A General Framework for Evaluating Robustness of Combinatorial Optimization Solvers on Graphs
This addresses a gap in assessing solver sensitivity for applications in data mining, machine learning, and operations research, though it is incremental as it builds on existing adversarial attack methods.
The paper tackles the problem of evaluating the robustness of combinatorial optimization solvers on graphs, which lacks practical metrics, and develops a new metric that shows state-of-the-art solvers like Gurobi can degrade by over 20% on hard instances.

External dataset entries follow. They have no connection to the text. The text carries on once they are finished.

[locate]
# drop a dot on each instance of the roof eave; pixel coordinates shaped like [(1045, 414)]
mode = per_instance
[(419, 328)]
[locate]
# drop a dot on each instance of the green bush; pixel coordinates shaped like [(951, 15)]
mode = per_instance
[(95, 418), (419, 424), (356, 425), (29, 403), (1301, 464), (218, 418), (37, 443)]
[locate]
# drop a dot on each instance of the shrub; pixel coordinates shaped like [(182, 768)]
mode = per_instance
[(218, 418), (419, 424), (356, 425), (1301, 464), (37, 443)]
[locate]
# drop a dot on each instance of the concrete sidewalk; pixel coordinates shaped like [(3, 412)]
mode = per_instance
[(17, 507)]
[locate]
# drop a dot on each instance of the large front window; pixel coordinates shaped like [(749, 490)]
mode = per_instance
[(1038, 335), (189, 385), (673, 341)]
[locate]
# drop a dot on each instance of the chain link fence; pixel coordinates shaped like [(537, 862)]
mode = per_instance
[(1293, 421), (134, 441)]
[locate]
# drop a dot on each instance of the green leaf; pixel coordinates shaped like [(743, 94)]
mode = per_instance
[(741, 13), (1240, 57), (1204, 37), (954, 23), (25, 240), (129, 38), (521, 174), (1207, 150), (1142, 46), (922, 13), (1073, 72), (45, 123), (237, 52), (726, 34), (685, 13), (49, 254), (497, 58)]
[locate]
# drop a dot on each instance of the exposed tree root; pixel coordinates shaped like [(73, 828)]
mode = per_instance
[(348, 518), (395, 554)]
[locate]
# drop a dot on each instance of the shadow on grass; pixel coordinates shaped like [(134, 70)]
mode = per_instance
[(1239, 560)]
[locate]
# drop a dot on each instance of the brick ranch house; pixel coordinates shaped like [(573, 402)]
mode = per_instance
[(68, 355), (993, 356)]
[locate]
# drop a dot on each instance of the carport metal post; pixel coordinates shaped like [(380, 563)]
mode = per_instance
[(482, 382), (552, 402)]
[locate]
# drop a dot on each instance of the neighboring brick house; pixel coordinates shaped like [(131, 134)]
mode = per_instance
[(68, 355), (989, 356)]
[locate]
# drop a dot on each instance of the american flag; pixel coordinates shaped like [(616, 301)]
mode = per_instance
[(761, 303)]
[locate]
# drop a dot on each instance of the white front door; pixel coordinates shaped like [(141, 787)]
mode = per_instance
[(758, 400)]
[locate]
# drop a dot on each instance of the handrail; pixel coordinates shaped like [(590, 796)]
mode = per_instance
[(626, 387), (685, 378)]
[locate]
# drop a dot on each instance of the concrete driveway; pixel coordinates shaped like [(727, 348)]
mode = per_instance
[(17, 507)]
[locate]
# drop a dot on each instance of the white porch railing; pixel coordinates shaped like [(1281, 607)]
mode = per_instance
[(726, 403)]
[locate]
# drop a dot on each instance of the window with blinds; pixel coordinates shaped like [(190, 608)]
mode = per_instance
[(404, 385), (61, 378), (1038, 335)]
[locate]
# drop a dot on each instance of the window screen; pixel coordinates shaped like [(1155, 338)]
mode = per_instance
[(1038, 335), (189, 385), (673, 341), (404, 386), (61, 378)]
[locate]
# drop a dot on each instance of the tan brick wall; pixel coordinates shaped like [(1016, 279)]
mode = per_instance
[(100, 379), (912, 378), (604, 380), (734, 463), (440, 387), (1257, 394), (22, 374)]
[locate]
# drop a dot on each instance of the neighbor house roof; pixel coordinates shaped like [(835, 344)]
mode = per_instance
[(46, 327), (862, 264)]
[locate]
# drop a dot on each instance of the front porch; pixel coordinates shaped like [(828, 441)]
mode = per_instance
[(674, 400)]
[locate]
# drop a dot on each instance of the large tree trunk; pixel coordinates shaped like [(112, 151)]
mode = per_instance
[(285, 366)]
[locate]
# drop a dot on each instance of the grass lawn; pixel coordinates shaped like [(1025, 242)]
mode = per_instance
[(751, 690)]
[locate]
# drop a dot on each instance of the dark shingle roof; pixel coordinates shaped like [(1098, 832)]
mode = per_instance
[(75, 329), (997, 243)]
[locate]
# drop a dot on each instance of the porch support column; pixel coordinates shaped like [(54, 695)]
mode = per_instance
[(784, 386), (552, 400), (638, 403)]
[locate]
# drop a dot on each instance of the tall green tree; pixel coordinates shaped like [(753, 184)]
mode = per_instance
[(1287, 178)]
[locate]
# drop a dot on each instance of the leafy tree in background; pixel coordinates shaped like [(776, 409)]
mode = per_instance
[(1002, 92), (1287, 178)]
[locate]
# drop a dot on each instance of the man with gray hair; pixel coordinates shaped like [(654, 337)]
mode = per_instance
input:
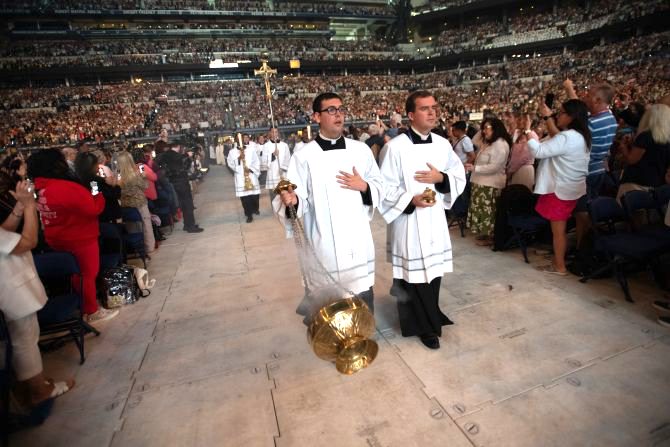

Solving combinatorial optimization (CO) on graphs is among the fundamental tasks for upper-stream applications in data mining, machine learning and operations research. Despite the inherent NP-hard challenge for CO, heuristics, branch-and-bound, learning-based solvers are developed to tackle CO problems as accurately as possible given limited time budgets. However, a practical metric for the sensitivity of CO solvers remains largely unexplored. Existing theoretical metrics require the optimal solution which is infeasible, and the gradient-based adversarial attack metric from deep learning is not compatible with non-learning solvers that are usually non-differentiable. In this paper, we develop the first practically feasible robustness metric for general combinatorial optimization solvers. We develop a no worse optimal cost guarantee thus do not require optimal solutions, and we tackle the non-differentiable challenge by resorting to black-box adversarial attack methods. Extensive experiments are conducted on 14 unique combinations of solvers and CO problems, and we demonstrate that the performance of state-of-the-art solvers like Gurobi can degenerate by over 20% under the given time limit bound on the hard instances discovered by our robustness metric, raising concerns about the robustness of combinatorial optimization solvers.